當前位置:
首頁 > 文化 > 創造最美詩篇,在畫家與建築師之間

創造最美詩篇,在畫家與建築師之間

在我的現代建築視野里,柯布西耶的建築是最具原創性的,他的畫,不僅是建築畫,也是非常特殊的,是超越時間的。若論對這個時代建築與城市的影響,建築師里無出其右。若論對我個人建築思考與實踐的影響,建築師里也無出其右。無論對城市還是建築,建築學院里他的名字經常被提到,有時是正面的,經常也是反面的,但是,我們真的完全理解了柯布西耶建築思想的所有層面嗎?或許,這樣發問太沉重,討論一下他的繪畫是更有意趣的角度,畢竟,應該沒有人會否認他的繪畫是如此出眾,但是,又有多少人真正理解了他的繪畫呢?我無法猜測別人如何理解,至少可以談一下我個人的理解。

文/王澍(中國美術學院建築藝術學院院長、博士生導師)

柯布西耶 弗呂傑城 法國佩薩克 1924年建造

柯布對我的影響

今天回想起來,作為一個曾經的建築學生,我應該是非常幸運的,因為知道有一種地方叫學院圖書館,可以隨便借書,1982年,我在當時的南京工學院建築系圖書館借的第一本書就是《走向新建築》的中譯本,勒·柯布西耶寫的著名小冊子。在這本小書里,我第一次見到他的建築畫,並且被強烈地吸引了。我現在還能感覺到當時的那種激動:不僅因為他畫得好,更是因為那種畫法透露出一種完全不同的意識,一種關於新建築的意識,他和我當時追求一種中國現代的新建築的願望完全對應在一起了。他在北非的速寫,對雅典衛城的速寫都極大地影響了我,點燃了我的激情。那時我讀大二,利用中午休息時間在南京的大街小巷速寫就成為了我的習慣。後來這種習慣又延伸到我在皖南的畢業旅行中,在那裡,1985年春,我發展出一種類似立體派的變形畫法,因為我有點兒痛苦地發現,我向柯布學來的畫法無法表達我對皖南民居那種高密度狀態的理解。多年以後,我才意識到這個習慣對我個人建築觀念的形成有多重要:每一個新建築的誕生都是以對過往建築的研究為基礎的,都是有某種來源的。每一個新建築之前都有某種建築是存在在先的,都會疊合在內。
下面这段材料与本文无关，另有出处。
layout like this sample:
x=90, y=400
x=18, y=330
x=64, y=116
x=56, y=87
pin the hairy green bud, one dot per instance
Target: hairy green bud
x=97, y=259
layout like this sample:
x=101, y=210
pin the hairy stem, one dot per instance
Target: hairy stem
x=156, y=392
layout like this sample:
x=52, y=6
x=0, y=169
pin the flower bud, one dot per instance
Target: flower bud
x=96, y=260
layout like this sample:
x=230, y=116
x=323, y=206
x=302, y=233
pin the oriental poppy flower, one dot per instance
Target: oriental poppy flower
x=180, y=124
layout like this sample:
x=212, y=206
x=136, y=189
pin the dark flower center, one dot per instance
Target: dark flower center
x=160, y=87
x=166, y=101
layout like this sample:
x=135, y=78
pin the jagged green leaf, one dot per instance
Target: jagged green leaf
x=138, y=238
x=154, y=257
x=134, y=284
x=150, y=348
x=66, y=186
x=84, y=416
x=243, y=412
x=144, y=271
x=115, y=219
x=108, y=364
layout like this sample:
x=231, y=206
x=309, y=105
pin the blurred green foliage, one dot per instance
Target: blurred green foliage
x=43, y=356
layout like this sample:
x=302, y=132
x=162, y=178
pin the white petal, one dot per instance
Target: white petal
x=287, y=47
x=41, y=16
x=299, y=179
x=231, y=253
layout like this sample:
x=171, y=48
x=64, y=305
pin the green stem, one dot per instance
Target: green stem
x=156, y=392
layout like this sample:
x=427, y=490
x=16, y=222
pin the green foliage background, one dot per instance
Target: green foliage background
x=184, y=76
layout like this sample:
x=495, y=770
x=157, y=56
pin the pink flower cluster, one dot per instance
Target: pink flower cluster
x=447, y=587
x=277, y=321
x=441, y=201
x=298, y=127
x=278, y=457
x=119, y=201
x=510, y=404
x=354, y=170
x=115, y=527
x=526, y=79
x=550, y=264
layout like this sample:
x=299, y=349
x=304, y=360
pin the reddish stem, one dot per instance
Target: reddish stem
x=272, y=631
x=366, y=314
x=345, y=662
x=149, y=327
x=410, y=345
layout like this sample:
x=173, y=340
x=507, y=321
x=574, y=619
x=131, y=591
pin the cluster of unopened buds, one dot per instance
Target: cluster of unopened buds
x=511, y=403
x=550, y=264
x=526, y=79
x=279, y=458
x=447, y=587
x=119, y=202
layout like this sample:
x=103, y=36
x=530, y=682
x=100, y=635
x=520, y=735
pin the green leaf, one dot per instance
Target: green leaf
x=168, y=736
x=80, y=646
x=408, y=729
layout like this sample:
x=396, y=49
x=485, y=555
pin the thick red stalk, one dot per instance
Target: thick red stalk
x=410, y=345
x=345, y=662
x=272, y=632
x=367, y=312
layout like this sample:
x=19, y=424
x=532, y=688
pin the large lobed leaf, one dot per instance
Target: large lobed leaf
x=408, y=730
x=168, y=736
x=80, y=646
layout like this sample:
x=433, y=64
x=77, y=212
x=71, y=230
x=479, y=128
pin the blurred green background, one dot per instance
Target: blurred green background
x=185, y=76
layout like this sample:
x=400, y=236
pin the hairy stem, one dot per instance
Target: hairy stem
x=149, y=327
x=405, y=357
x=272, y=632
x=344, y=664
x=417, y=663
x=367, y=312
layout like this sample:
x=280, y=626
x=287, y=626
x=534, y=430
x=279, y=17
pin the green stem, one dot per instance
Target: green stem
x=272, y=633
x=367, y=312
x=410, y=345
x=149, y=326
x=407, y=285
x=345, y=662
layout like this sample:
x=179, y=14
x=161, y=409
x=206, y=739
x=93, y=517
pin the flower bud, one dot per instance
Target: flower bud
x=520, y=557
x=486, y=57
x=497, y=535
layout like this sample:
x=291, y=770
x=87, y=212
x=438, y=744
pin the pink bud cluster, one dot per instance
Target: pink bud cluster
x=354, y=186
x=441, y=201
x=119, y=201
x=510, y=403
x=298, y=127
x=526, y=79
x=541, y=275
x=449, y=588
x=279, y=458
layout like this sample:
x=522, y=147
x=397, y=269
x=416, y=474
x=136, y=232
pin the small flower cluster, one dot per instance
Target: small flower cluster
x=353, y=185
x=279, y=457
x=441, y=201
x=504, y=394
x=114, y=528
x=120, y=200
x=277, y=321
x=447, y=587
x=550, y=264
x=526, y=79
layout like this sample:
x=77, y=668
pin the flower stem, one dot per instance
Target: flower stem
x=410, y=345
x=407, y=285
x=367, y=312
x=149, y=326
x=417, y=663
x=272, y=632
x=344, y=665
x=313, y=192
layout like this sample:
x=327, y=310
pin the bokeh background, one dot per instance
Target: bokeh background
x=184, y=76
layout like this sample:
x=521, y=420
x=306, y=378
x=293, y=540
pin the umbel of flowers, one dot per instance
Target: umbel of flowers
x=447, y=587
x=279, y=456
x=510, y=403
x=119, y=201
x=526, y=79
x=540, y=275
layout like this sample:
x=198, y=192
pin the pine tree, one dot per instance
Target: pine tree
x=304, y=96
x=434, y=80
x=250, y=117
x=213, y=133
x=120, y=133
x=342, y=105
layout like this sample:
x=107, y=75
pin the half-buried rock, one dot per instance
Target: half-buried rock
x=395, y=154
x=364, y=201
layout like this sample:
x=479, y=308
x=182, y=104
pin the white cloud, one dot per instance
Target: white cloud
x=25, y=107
後來,1985年秋,我在學院資料室里(那時我已經是研究生,有資格進資料室的書庫了)發現了柯布的另一本大畫冊,方的版本,很厚,是關於柯布作為一個純粹主義畫派的畫家(是柯布和一個畫家朋友兩個人自創的小畫派,有點像立體派)在畫室工作的狀態。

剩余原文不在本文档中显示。